Un cañón de luz iluminó a Paula, de pie sola sobre el suelo de mármol. Se oyeron cuchicheos entre los invitados, que más o menos conocían el secreto a voces. Paula sintió la mirada ansiosa de los hombres y la envidia de las mujeres.


Y más que nunca deseó encontrarse en su rosaleda de la Toscana, lejos de todo aquello.

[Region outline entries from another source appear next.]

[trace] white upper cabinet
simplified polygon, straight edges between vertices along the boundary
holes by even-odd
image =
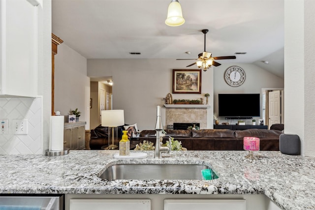
[[[36,0],[0,0],[0,95],[37,95]]]

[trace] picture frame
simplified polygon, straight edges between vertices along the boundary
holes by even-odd
[[[201,93],[201,70],[173,69],[173,93]]]
[[[75,115],[68,115],[68,122],[75,122]]]
[[[258,125],[264,125],[264,119],[259,119],[258,120]]]

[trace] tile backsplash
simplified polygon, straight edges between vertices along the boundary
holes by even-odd
[[[0,134],[0,154],[42,154],[42,98],[0,98],[0,120],[8,120],[7,134]],[[14,134],[13,120],[28,120],[28,134]]]

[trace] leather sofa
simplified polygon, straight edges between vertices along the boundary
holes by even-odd
[[[183,147],[188,150],[243,150],[243,138],[255,137],[260,139],[261,150],[279,150],[279,136],[281,131],[259,129],[232,130],[227,129],[207,129],[201,130],[166,130],[163,138],[165,143],[171,136],[182,142]],[[156,131],[145,130],[141,131],[139,142],[149,141],[155,143]]]

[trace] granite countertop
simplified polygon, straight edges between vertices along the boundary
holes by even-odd
[[[0,193],[264,194],[285,210],[315,209],[315,158],[279,151],[172,151],[155,159],[118,160],[117,151],[70,150],[69,154],[0,155]],[[212,167],[211,180],[102,180],[98,176],[120,163],[197,163]]]

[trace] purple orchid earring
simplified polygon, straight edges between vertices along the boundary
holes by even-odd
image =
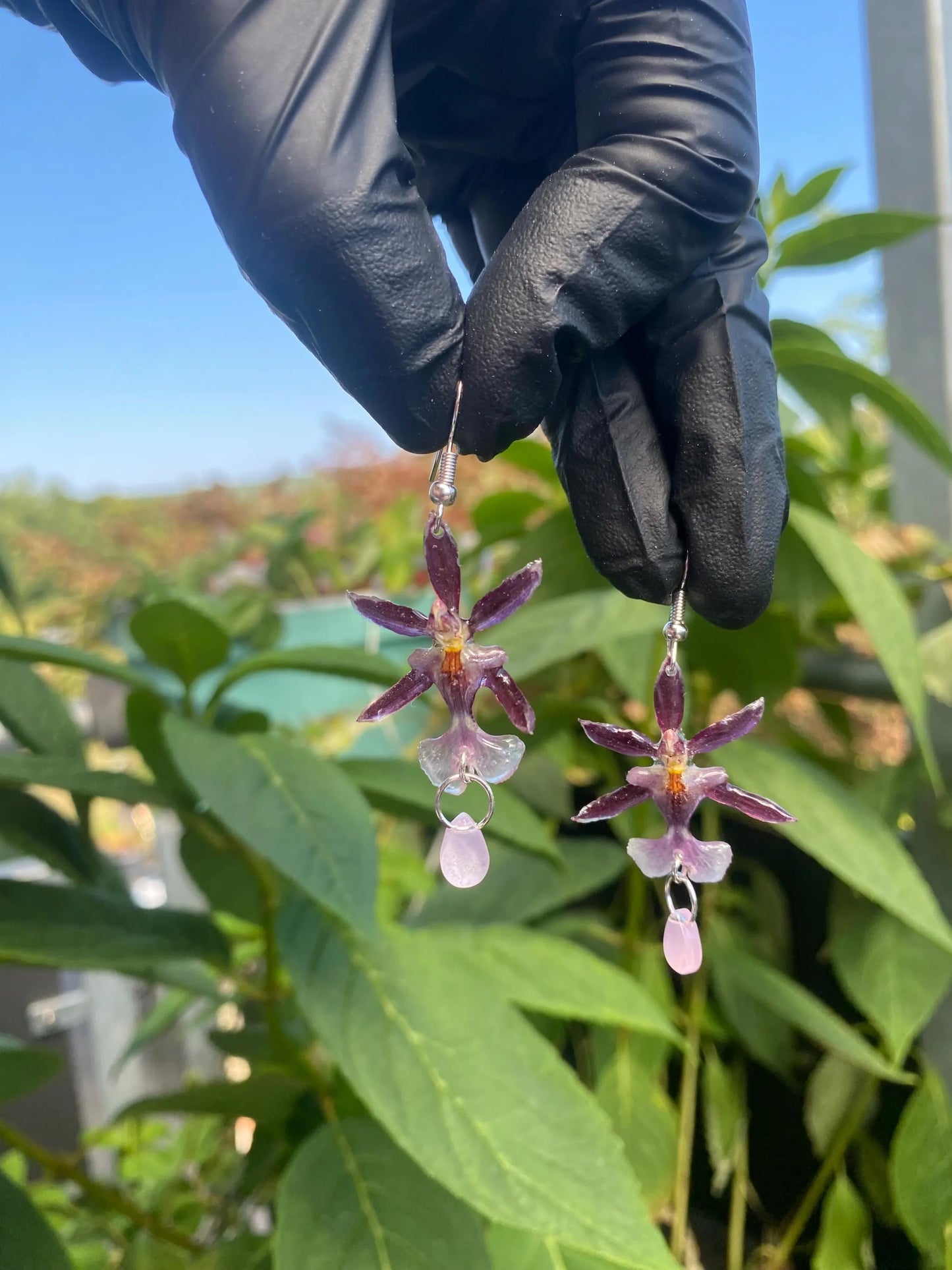
[[[680,730],[684,718],[684,678],[678,665],[678,644],[687,639],[684,589],[675,592],[670,620],[664,627],[668,654],[655,679],[655,719],[661,733],[658,742],[631,728],[579,720],[589,740],[630,758],[650,758],[650,767],[632,767],[621,789],[603,794],[584,806],[575,820],[607,820],[628,808],[651,799],[665,818],[660,838],[631,838],[628,855],[646,878],[665,878],[669,917],[664,931],[664,955],[673,970],[693,974],[701,965],[701,935],[697,928],[694,883],[721,881],[731,862],[726,842],[702,842],[691,832],[691,818],[698,804],[710,798],[724,806],[744,812],[755,820],[790,823],[795,817],[759,794],[748,794],[727,780],[722,767],[696,767],[698,754],[720,749],[751,732],[763,718],[764,700],[703,728],[689,740]],[[682,885],[689,908],[678,908],[671,889]]]
[[[458,451],[453,446],[453,432],[461,392],[459,384],[449,439],[434,466],[437,479],[430,483],[430,500],[437,509],[430,513],[423,536],[426,572],[437,596],[429,617],[376,596],[348,592],[348,597],[354,608],[377,626],[414,639],[428,636],[433,641],[430,648],[413,650],[410,673],[372,701],[358,716],[358,723],[376,723],[415,701],[426,688],[438,690],[449,707],[449,728],[442,737],[421,740],[416,753],[420,767],[437,786],[437,817],[446,827],[439,851],[443,876],[453,886],[476,886],[489,870],[482,829],[493,815],[493,785],[509,780],[526,752],[518,737],[493,737],[480,728],[472,712],[476,693],[489,688],[520,732],[533,730],[536,715],[505,671],[503,649],[476,644],[472,636],[501,622],[526,603],[542,580],[542,561],[533,560],[500,582],[476,602],[468,620],[459,616],[459,554],[443,511],[456,502]],[[443,795],[462,794],[470,784],[485,791],[486,814],[479,822],[467,812],[453,820],[447,819]]]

«Giovanni», se lamentó. «¿En qué me has metido?».


–Un hombre podrá abrir el baile esta noche con nuestra encantadora anfitriona, la condesa Chaves. La puja comienza en diez mil dólares.


Apenas había pronunciado la cantidad cuando varios hombres empezaron a gritar sus ofertas.


–Diez mil –comenzó Andres.


–Yo pagaré veinte mil –tronó un pomposo anciano.


–¡Cuarenta mil dólares por un baile con la condesa! –gritó un magnate de Wall Street cuarentón.